Филипп повернулся спиной. Догадавшись, что не все в порядке, Левка подошел и стал рядом.
— Слушай, ты когда-нибудь слыхал о подпольной библиотеке…
— Светлейшего князя? — перебил Левка. — Мне как то попалась книга. «Расчет консолей». Древняя, как мир. Мне дал один знакомый. А что?
Филипп не ответил. Отвечать не хотелось. Хотелось плюнуть на все и укатить в Сестрорецк. Жаль, что Кира сейчас в городе.
— Еще один инженер двигает, — проговорил Филипп, глядя на рыжую голову Жени Маркелова.

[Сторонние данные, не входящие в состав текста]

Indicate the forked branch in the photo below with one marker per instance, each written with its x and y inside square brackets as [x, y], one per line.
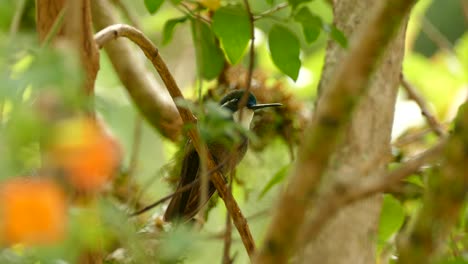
[151, 52]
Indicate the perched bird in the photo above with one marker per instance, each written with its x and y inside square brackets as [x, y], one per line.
[225, 151]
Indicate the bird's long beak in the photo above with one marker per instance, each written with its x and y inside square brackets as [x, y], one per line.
[260, 106]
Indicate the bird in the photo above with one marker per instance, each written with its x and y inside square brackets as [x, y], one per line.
[227, 154]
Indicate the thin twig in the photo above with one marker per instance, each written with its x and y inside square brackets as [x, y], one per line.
[415, 96]
[271, 11]
[343, 194]
[436, 36]
[188, 11]
[16, 21]
[152, 53]
[165, 198]
[324, 132]
[136, 144]
[54, 29]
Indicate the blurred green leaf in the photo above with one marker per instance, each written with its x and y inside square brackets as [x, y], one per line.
[169, 26]
[311, 24]
[337, 35]
[153, 5]
[391, 219]
[284, 49]
[453, 261]
[295, 3]
[210, 58]
[176, 244]
[232, 26]
[277, 178]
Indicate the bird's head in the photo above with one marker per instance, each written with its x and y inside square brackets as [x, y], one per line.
[232, 100]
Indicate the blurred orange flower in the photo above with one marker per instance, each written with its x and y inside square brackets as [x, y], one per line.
[87, 153]
[31, 212]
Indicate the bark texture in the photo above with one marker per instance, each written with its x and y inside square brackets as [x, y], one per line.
[350, 236]
[76, 28]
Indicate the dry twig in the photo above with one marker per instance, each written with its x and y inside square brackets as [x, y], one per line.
[415, 96]
[218, 180]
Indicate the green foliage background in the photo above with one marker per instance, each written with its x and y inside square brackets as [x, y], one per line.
[290, 46]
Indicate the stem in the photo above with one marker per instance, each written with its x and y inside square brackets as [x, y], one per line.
[152, 53]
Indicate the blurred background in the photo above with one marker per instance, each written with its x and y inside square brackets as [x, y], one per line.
[436, 64]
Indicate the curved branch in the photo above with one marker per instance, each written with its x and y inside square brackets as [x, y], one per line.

Женя поднимался медленно, словно вчера отпраздновали пятидесятилетний юбилей его трудовой деятельности. На нем была полосатая куртка, новенькая и блестящая. В этой куртке Женя напоминал одновременно зебру и тюленя. Рыжего тюленя. По его круглому веснушчатому лицу нельзя было понять, видит он Филиппа или нет.
Поднявшись на площадку, Женя молча положил локти на перила. Так они стояли в полном молчании, разглядывая лестничные ступеньки…
— Что ты ходишь с этим? — скосив глаза на штангенциркуль и деталь, прервал молчание Филипп.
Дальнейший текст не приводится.